Natural Product Biotechnology

The biosynthesis of natural products in organisms is catalyzed by enzymes. In the genomes of microbial natural product producers, these enzymes are usually encoded in so-called Biosynthetic Gene Clusters (BGCs). This allows biosynthetic pathways to be efficiently discovered through modern bioinformatic analyses. To harness the natural product molecules they encode, we utilize production in heterologous host systems. For this, interesting BGCs are transferred from natural producers into efficient microbial production systems through the development and application of cloning methods. One example is our recently developed Direct Pathway Cloning (DiPaC) approach. This method enables the direct amplification of interesting BGCs using PCR and their transfer into overexpression vectors. The expression construct is fully assembled in vitro, allowing full flexibility regarding the expression vectors used and bypassing potential issues with product toxicity during cloning. DiPaC also allows for the restructuring of biosynthetic pathways directly during the cloning process. For example, this enables the manipulation of regulatory processes to optimize production, as well as the deletion or exchange of pathway-specific genes to elucidate biosynthetic mechanisms (see below).

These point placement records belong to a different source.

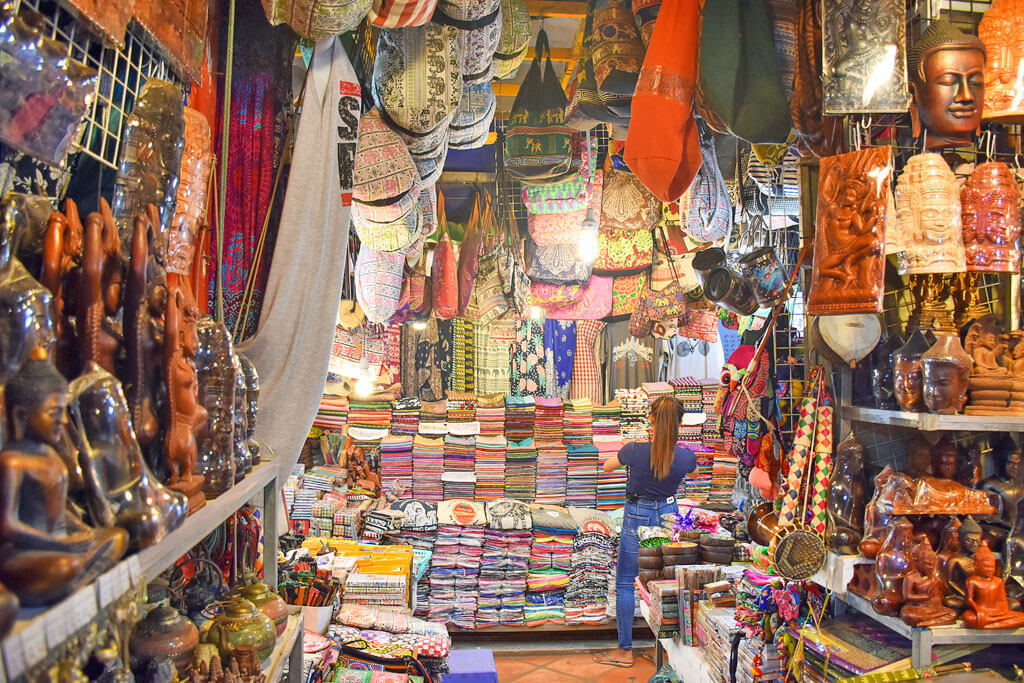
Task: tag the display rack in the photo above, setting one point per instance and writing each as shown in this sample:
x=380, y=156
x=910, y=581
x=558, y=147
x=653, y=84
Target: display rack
x=39, y=631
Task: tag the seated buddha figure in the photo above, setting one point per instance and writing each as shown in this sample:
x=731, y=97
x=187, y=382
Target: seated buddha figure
x=991, y=219
x=928, y=215
x=986, y=596
x=46, y=551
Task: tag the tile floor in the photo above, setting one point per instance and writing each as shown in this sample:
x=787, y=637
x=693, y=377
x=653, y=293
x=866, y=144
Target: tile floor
x=515, y=668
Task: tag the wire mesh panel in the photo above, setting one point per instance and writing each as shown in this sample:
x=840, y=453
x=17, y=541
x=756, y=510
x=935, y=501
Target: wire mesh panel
x=122, y=74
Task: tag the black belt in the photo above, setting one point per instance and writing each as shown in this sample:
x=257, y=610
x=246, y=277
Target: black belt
x=637, y=498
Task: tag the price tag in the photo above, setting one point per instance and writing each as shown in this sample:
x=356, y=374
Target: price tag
x=13, y=655
x=34, y=642
x=135, y=571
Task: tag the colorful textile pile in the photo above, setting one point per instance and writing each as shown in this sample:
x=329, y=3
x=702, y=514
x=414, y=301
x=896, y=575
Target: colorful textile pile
x=428, y=466
x=519, y=418
x=520, y=470
x=579, y=419
x=460, y=474
x=635, y=407
x=406, y=416
x=333, y=413
x=489, y=465
x=396, y=462
x=548, y=424
x=593, y=561
x=610, y=485
x=581, y=489
x=552, y=467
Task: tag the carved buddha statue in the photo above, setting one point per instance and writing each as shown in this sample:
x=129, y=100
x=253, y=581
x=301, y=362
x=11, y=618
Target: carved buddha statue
x=986, y=596
x=47, y=551
x=185, y=415
x=216, y=393
x=1008, y=487
x=991, y=219
x=891, y=565
x=928, y=213
x=947, y=81
x=906, y=371
x=923, y=591
x=961, y=565
x=121, y=491
x=999, y=30
x=944, y=370
x=847, y=496
x=252, y=406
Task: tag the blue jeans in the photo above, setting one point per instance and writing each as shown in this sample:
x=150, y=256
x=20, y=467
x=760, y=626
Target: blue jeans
x=643, y=513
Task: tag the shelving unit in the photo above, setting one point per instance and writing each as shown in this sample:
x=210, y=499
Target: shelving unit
x=922, y=640
x=933, y=422
x=40, y=630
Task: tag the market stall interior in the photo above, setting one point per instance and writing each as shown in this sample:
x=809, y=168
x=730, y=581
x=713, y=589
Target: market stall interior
x=333, y=335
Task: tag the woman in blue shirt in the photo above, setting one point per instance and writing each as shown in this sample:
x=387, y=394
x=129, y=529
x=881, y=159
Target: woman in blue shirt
x=655, y=468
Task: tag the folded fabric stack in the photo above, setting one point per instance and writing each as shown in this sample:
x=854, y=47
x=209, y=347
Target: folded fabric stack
x=518, y=418
x=491, y=415
x=428, y=466
x=579, y=420
x=552, y=467
x=606, y=419
x=698, y=481
x=581, y=489
x=709, y=392
x=385, y=591
x=489, y=465
x=610, y=485
x=333, y=413
x=406, y=416
x=593, y=561
x=635, y=410
x=460, y=474
x=723, y=476
x=396, y=462
x=520, y=470
x=550, y=562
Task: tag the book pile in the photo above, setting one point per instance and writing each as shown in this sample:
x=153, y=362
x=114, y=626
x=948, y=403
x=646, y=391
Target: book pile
x=489, y=464
x=460, y=471
x=581, y=489
x=520, y=470
x=428, y=465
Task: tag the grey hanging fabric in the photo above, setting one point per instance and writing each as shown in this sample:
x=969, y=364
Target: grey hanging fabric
x=292, y=347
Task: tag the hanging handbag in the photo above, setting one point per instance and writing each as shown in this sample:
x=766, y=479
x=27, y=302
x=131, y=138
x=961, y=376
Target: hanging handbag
x=627, y=204
x=538, y=144
x=514, y=42
x=416, y=82
x=444, y=272
x=316, y=19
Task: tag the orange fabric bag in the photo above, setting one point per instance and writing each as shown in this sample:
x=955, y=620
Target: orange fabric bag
x=662, y=145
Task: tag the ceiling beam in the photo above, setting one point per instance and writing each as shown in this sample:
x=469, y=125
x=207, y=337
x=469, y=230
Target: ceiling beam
x=569, y=8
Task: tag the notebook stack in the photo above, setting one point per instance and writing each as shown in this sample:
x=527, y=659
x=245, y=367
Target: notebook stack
x=579, y=421
x=548, y=426
x=581, y=491
x=460, y=471
x=396, y=462
x=428, y=466
x=520, y=470
x=552, y=467
x=518, y=418
x=610, y=485
x=635, y=409
x=406, y=416
x=489, y=466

During the course of evolution, Nature developed an enormous diversity of functionally distinct enzymes that efficiently enable the biosynthesis of complex natural product structural frameworks. To utilize these biocatalysts in drug research, it is essential to understand their molecular mechanisms in detail. Therefore, our department works on elucidating the individual functions of biosynthesis enzymes and their interplay in natural product biosynthesis. On the one hand, the functions and application potentials of biosynthetic genes in BGCs of interesting natural products are studied by their deletion and exchange in vivo. This also allows for the targeted expansion of natural structural and functional diversity through molecular biology and biotechnological approaches. On the other hand, we produce promising enzymes through heterologous expression and decipher their functions and substrate tolerance through detailed in vitro characterization. This forms the basis for their application in efficient chemo-enzymatic synthetic approaches (see below).

The complexity of the structures of natural products has challenged the creativity of synthetic organic chemists for decades. The goal of synthesizing such compounds in the laboratory has led to the development of a wealth of innovative synthetic methods and elegant reaction pathways. However, in many cases, the developed arsenal of chemical reactions is not sufficient for the efficient production of larger quantities of natural products or for comprehensive structure-activity relationship studies. The optimization of synthetic pathways through the integration of enzymatic key steps has the potential to sustainably solve these problems. In our department, we are particularly interested in the application of enzymes that enable the rapid construction of molecular complexity, thus making natural products efficiently and selectively accessible. Examples of this work include the synthetic and chemo-enzymatic production of sorbicillinoid natural products, polycyclic tetramate macrolactams, antibiotic myxocoumarins, ambigols, and peptides, as well as heterocyclic building blocks for use in medicinal chemistry.